Article publié sur le site Mediapart, 7 avril 2014

 

EXTRAITS

 

Faudra-t-il donc attendre un demi-siècle pour que la République française prononce, par la voix de son plus haut représentant, les mots qu’elle doit au peuple rwandais ? Mots d’excuse, mots de pardon, mots de vérité. Dire, tout simplement, ce fait d’histoire : la France, c’est-à-dire sa présidence, son gouvernement, son État et son armée, fut complice du génocide rwandais.

Parce qu’elle a longtemps soutenu et armé le pouvoir qui l’a planifié, parce qu’elle a formé les civils et les militaires qui l’ont exécuté, parce qu’elle a épousé l’idéologie raciste dite hamitique qui l’animait, parce qu’elle n’est pas intervenue pour l’empêcher, parce qu’elle a laissé sans défense des populations qui lui demandaient protection, parce qu’elle a même facilité la fuite des génocideurs vers le Congo voisin.
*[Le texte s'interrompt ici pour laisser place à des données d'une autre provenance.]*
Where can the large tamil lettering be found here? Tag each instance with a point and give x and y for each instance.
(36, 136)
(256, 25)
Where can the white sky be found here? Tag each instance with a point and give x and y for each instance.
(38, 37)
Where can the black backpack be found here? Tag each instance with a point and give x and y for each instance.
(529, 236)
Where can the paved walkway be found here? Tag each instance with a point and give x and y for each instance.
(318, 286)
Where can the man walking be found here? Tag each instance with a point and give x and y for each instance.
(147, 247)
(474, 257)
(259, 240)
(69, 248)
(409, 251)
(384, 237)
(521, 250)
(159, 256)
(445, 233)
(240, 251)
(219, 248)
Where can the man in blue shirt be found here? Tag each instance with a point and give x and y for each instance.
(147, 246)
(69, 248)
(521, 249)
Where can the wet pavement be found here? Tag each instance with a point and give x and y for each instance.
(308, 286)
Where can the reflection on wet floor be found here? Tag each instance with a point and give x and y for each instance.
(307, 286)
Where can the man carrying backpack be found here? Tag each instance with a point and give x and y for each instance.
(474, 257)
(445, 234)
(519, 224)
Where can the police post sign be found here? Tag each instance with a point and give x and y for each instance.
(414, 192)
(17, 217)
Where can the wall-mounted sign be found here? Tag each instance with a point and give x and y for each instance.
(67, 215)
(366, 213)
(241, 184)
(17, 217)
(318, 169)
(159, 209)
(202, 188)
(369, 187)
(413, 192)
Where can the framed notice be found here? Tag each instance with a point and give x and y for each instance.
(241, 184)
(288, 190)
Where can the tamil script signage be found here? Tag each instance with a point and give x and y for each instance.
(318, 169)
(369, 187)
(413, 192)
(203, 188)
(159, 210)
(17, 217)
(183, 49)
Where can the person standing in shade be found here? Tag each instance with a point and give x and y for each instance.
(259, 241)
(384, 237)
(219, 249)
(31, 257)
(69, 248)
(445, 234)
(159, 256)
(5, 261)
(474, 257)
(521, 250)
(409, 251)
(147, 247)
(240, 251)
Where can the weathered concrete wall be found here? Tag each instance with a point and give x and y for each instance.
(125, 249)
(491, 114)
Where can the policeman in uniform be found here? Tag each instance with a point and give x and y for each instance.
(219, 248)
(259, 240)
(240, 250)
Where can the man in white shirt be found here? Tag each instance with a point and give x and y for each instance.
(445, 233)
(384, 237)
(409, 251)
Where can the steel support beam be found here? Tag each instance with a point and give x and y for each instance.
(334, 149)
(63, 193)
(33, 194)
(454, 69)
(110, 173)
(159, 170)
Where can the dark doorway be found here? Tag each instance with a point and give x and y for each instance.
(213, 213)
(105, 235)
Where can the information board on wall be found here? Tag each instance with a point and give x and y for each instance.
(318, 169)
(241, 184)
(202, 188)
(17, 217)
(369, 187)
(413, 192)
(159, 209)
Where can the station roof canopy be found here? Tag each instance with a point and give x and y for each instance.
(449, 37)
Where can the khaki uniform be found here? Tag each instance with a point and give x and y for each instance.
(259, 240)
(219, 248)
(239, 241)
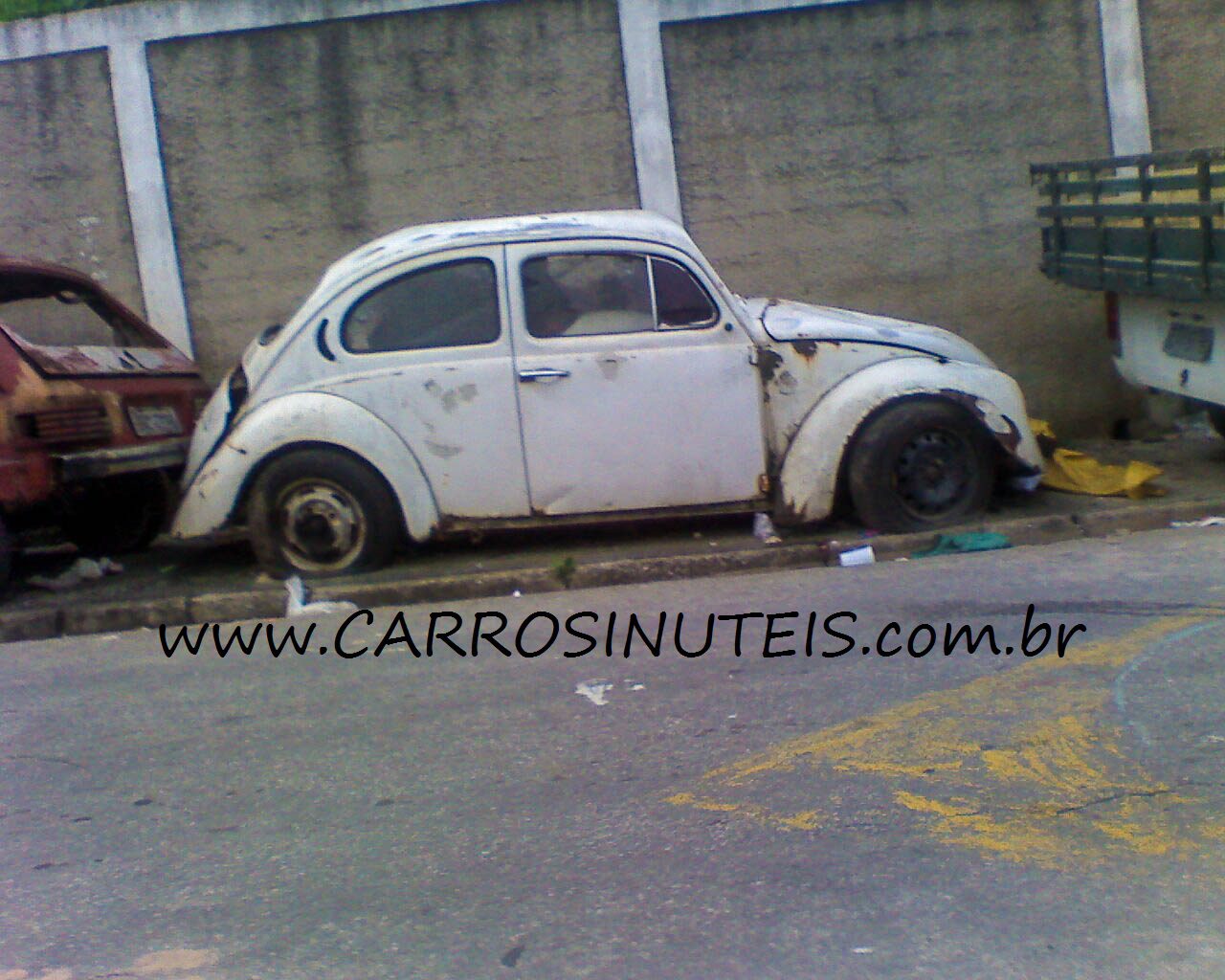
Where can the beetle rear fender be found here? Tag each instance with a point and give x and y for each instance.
(305, 419)
(809, 478)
Parfois, les nations qui se savent petites, lucides parce que fragiles, en remontrent à celles qui se croient grandes, aveuglées par leur désir de puissance. Il en va ainsi de la Belgique, puissance coloniale au Rwanda après l’Allemagne, qui a demandé pardon aux Rwandais à deux reprises depuis le génocide de 1994, non seulement lors de son dixième anniversaire en 2004, mais dès 2000 par la voix de son premier ministre d’alors, Guy Verhofstadt.

Six ans à peine après le génocide, un responsable politique européen n’hésitait pas à faire sobrement cet acte de contrition auquel la France se refuse toujours : « Un dramatique cortège de négligences, d’insouciances, d’incompétences, d’hésitations et d’erreurs, a créé les conditions d’une tragédie sans nom. Et donc j’assume ici devant vous la responsabilité de mon pays, des autorités politiques et militaires belges, et au nom de mon pays, au nom de mon peuple, je vous demande pardon pour ça. »(...)

Manifestement, la présidence de François Hollande n’était pas prête à faire ce pas qu’avait juste ébauché, en 2010, son prédécesseur Nicolas Sarkozy. Officiellement invité par son homologue rwandais, François Hollande pourtant peu avare de déplacements à l’étranger avait préféré déléguer sa garde des Sceaux, Christiane Taubira. Ce choix est en lui-même bavard quand la logique institutionnelle aurait dû privilégier, faute de président, le premier ministre ou le ministre des affaires étrangères quitte à ce que la ministre de la justice les accompagne. Fallait-il comprendre que seule la haute figure noire du gouvernement était adéquate à cette commémoration, inconsciente façon de reléguer cet ultime génocide du XXe siècle à des ténèbres africaines ?(...)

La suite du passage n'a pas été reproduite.